Ethereum’s Tight Testing Schedule Ahead of Devconnect
The Ethereum development community has coordinated a rapid but disciplined rollout:
- July 23, 2025: Devnet-3 launched, testing Fusaka proposals in isolation.
- Aug. 1, 2025: EIP freeze—no new features allowed, ensuring stability.
- September–October 2025: Public testnets stress-test upgrades across diverse clients.
- Nov. 5–12, 2025: Mainnet activation window, landing just before Devconnect.
This deliberate sequencing mirrors Ethereum’s long-standing “test early, test often” philosophy. As core developer Nixorokish cautioned:
“If we want to ship by Devconnect, we need our timeline TIGHT.”
The urgency reflects not just conference optics, but Ethereum’s credibility as a platform that delivers upgrades on schedule.
What Fusaka Means for Developers and Users
For Developers
- Higher gas ceilings → more transactions per block, enabling richer DApp functionality.
- PeerDAS → lighter node requirements, reducing barriers to running validators.
- New cryptographic tools → improved interoperability with Web2 systems.
For Users
- Smoother gas fees: With block space expanding, fee volatility may ease.
- More stable transaction flow: Spam resistance checks prevent congestion during peak demand.
- No disruptions: Unlike some past forks, Fusaka leaves existing contracts and interfaces untouched.
However, trade-offs remain. Bigger blocks and gas limits demand more storage and bandwidth, which may favor large-scale validators over smaller operators. Maintaining Ethereum’s decentralization will require careful balance.
Ethereum Next Horizon: Glamsterdam and Beyond
While Fusaka shores up Ethereum’s backend, the community is already eyeing 2026’s Glamsterdam upgrade. Potential changes include:
- Cutting block times to 6 seconds (doubling throughput).
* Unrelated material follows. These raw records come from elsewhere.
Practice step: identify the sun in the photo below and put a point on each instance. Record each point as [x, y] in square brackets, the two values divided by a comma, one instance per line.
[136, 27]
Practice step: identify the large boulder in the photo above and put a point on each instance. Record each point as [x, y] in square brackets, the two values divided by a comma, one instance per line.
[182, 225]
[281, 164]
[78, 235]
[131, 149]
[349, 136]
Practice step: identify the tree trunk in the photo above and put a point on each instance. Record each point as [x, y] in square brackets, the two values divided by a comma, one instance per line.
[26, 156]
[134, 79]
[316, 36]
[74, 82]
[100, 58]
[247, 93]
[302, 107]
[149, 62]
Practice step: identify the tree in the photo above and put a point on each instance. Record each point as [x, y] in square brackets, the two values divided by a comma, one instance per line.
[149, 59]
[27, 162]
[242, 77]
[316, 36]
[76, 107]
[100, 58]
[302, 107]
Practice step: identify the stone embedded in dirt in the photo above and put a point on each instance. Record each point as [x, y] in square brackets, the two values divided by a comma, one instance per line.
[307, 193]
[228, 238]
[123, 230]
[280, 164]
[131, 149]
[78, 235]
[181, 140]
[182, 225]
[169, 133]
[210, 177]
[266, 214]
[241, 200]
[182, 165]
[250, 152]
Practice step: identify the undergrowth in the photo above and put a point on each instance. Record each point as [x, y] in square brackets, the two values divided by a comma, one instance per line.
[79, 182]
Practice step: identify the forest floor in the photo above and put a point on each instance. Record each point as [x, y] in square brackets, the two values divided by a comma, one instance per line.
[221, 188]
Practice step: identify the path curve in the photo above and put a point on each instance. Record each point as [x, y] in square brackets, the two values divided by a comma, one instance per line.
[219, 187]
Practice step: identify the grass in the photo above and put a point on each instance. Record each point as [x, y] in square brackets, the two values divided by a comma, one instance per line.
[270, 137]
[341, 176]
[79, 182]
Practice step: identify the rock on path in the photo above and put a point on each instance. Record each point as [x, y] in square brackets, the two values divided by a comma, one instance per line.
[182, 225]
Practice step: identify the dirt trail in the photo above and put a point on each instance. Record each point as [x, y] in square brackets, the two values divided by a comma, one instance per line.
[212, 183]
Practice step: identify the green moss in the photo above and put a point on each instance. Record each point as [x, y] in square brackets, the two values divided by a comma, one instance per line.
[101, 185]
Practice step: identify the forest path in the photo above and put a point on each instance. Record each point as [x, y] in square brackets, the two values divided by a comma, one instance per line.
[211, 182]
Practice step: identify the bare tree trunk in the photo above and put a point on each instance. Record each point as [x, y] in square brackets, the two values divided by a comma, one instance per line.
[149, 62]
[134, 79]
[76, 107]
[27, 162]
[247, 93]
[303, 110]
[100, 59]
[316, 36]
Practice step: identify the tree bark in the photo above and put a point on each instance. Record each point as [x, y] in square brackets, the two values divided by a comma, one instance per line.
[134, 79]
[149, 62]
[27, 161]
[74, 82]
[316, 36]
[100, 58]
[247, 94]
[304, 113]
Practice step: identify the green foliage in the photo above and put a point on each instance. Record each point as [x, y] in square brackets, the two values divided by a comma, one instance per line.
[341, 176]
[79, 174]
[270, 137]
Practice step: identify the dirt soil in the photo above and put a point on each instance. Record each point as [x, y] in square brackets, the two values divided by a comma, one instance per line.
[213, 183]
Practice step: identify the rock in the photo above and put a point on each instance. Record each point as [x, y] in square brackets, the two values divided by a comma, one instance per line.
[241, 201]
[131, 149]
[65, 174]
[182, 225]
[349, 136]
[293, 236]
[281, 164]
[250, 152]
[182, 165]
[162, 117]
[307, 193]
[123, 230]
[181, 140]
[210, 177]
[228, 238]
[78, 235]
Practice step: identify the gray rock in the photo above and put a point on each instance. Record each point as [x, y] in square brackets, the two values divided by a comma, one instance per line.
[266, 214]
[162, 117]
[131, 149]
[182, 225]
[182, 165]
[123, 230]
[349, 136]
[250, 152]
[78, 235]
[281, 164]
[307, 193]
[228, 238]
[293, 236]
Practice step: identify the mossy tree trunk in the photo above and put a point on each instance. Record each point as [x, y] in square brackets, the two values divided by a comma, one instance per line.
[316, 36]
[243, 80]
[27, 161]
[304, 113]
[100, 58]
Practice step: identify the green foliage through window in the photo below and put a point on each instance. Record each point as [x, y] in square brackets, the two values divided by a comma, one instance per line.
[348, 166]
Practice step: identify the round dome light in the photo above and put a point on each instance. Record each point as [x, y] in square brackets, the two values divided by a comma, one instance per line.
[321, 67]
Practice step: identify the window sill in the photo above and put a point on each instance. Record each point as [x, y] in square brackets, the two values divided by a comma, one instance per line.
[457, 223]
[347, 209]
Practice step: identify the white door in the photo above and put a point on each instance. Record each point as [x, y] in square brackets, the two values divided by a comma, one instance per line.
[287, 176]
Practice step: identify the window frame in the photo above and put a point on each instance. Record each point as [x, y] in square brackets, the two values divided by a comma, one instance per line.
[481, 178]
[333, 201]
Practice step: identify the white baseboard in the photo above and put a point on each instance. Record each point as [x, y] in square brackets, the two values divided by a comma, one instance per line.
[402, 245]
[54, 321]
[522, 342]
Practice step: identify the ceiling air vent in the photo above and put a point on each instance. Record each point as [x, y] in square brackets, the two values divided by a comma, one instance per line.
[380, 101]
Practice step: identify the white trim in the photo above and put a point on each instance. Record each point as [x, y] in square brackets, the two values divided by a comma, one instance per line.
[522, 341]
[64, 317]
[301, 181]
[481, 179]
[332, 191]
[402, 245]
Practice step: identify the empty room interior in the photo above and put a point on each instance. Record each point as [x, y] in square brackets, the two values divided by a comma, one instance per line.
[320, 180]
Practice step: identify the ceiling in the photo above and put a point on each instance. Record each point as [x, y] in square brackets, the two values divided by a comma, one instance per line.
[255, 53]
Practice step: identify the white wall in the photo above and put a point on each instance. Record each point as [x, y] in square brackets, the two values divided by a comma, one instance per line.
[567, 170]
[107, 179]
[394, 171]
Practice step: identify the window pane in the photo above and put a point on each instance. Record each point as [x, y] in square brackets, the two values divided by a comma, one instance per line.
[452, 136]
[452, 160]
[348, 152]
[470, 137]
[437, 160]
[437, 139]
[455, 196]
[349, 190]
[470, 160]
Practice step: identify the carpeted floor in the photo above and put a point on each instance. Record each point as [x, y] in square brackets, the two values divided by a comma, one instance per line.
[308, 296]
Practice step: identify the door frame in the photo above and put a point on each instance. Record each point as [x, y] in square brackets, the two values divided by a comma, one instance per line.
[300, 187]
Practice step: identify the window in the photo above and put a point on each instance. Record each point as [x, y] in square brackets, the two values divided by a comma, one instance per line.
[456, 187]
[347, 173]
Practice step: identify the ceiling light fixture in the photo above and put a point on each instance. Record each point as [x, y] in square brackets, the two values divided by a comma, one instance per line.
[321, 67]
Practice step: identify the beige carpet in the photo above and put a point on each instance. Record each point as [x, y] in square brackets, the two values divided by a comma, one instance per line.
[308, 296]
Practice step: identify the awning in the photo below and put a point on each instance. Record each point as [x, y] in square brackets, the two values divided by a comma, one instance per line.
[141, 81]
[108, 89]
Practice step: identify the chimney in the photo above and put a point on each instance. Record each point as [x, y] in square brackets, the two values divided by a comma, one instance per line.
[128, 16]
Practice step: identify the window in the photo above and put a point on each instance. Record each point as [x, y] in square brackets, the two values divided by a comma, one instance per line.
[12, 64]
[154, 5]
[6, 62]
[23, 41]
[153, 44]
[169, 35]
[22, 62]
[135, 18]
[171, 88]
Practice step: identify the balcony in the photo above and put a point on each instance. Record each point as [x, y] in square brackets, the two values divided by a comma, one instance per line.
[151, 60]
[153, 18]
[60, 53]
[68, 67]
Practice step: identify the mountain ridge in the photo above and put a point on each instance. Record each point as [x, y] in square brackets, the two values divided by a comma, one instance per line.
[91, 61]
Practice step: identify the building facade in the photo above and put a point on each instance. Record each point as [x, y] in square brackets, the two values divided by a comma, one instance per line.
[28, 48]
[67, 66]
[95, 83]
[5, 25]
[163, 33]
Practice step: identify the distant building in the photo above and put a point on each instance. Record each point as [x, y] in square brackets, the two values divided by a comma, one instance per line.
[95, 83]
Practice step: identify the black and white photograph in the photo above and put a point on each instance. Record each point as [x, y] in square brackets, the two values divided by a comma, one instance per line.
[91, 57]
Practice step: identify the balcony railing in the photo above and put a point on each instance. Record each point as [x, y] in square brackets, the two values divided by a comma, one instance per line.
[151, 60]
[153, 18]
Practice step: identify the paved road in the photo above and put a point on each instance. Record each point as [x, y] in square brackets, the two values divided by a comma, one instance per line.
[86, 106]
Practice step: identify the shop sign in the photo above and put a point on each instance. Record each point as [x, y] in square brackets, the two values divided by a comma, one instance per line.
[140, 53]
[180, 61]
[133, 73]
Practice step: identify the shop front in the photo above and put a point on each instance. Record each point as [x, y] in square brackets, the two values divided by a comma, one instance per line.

- Expanding gas limits further to meet DeFi and NFT growth.
- More ETH staking updates to support validator scalability.
Also Read: Ethereum Struggles: Is a $3,000 Price Drop on the Horizon?
If Fusaka represents Ethereum’s quiet engine tune-up, Glamsterdam could be the turbocharger installation that visibly accelerates performance.
Incremental Progress, Lasting Impact
Ethereum’s Fusaka upgrade may lack the headline-grabbing features of Pectra, but it is a critical milestone. By bundling scalability, resilience, and efficiency upgrades into one fork, Ethereum is tightening its infrastructure ahead of bolder changes in 2026.
For developers, Fusaka lowers costs and smooths execution. For users, it promises steadier fees and faster confirmation times. And for Ethereum itself, it demonstrates a project still committed to iterative, predictable progress—the hallmark of its survival and growth in a fiercely competitive blockchain landscape.
As Fusaka goes live in November, Ethereum once again shows why it remains the backbone of Web3: not through flashy headlines, but through the steady evolution of its core protocol.